Students, faculty and staff, as well as community members will gather at the North Island College campus in Courtenay on Oct. 4 to honour the lives of missing aboriginal women and girls across Canada.
These gatherings, known as the Sisters In Spirit Vigils, raise awareness about the more than 500 missing aboriginal women and girls, and call on the government to launch a national inquiry to investigate.
“This is a shameful part of Canada’s past that continues into the present,” said Jacelyn Lobay, student representative of the North Island Students’ Union, Local 72 of the Canadian Federation of Students. “We are coming together to call for justice for the families of the missing women, and equal protection from law-enforcement agencies, regardless of ethnicity.”
In the past 30 years, over 500 aboriginal women have gone missing or have been murdered; many of the cases remain unsolved.
Today, more than 100 events are being held in communities across Canada to mark the seventh annual Sisters in Spirit Vigil.
Information about the national event and the organizations supporting the Sisters in Spirit initiative can be found at www.nwac.ca/programs/2012-joint-statement as well as a joint statement, written by the Native Women’s Association of Canada (NWAC), Amnesty International Canada, KAIROS: Canadian Ecumenical Justice Initiatives, National Association of Friendship Centres (NAFC), and Canadian Federation of Students.

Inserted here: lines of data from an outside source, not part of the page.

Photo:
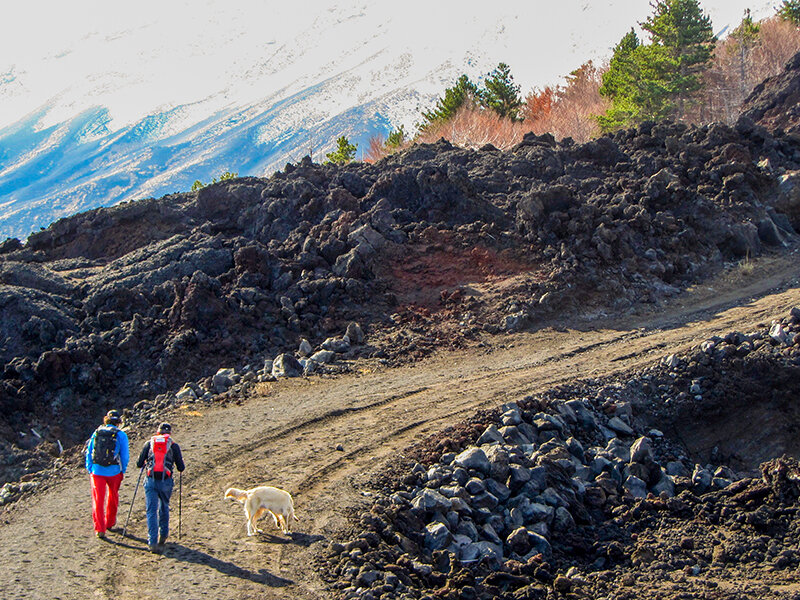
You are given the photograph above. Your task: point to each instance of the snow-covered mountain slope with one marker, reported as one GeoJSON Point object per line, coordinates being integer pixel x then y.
{"type": "Point", "coordinates": [145, 100]}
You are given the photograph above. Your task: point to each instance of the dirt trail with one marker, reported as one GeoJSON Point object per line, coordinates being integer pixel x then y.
{"type": "Point", "coordinates": [288, 436]}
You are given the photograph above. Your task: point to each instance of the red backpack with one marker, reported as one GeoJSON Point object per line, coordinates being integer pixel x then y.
{"type": "Point", "coordinates": [160, 458]}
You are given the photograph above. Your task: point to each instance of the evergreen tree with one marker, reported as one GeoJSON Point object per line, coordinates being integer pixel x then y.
{"type": "Point", "coordinates": [657, 80]}
{"type": "Point", "coordinates": [789, 10]}
{"type": "Point", "coordinates": [746, 37]}
{"type": "Point", "coordinates": [621, 85]}
{"type": "Point", "coordinates": [684, 42]}
{"type": "Point", "coordinates": [395, 138]}
{"type": "Point", "coordinates": [345, 152]}
{"type": "Point", "coordinates": [501, 94]}
{"type": "Point", "coordinates": [464, 91]}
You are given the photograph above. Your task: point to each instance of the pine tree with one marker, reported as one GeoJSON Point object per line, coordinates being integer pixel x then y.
{"type": "Point", "coordinates": [789, 10]}
{"type": "Point", "coordinates": [501, 94]}
{"type": "Point", "coordinates": [682, 45]}
{"type": "Point", "coordinates": [621, 85]}
{"type": "Point", "coordinates": [658, 80]}
{"type": "Point", "coordinates": [396, 138]}
{"type": "Point", "coordinates": [345, 152]}
{"type": "Point", "coordinates": [463, 92]}
{"type": "Point", "coordinates": [746, 37]}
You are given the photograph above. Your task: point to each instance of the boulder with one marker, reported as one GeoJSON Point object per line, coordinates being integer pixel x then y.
{"type": "Point", "coordinates": [337, 344]}
{"type": "Point", "coordinates": [286, 365]}
{"type": "Point", "coordinates": [223, 379]}
{"type": "Point", "coordinates": [323, 356]}
{"type": "Point", "coordinates": [473, 458]}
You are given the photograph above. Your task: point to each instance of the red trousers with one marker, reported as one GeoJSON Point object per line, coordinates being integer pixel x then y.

“It is our hope that these vigils will achieve government action, that an investigation can bring the perpetrators to justice, so all women and girls can live in a safe community” said Savannah McKenzie, student representative of the North Island Students’ Union. “We will continue to raise our voices until there is change.”
The North Island Students’ Union represents over 4,000 students at North Island College.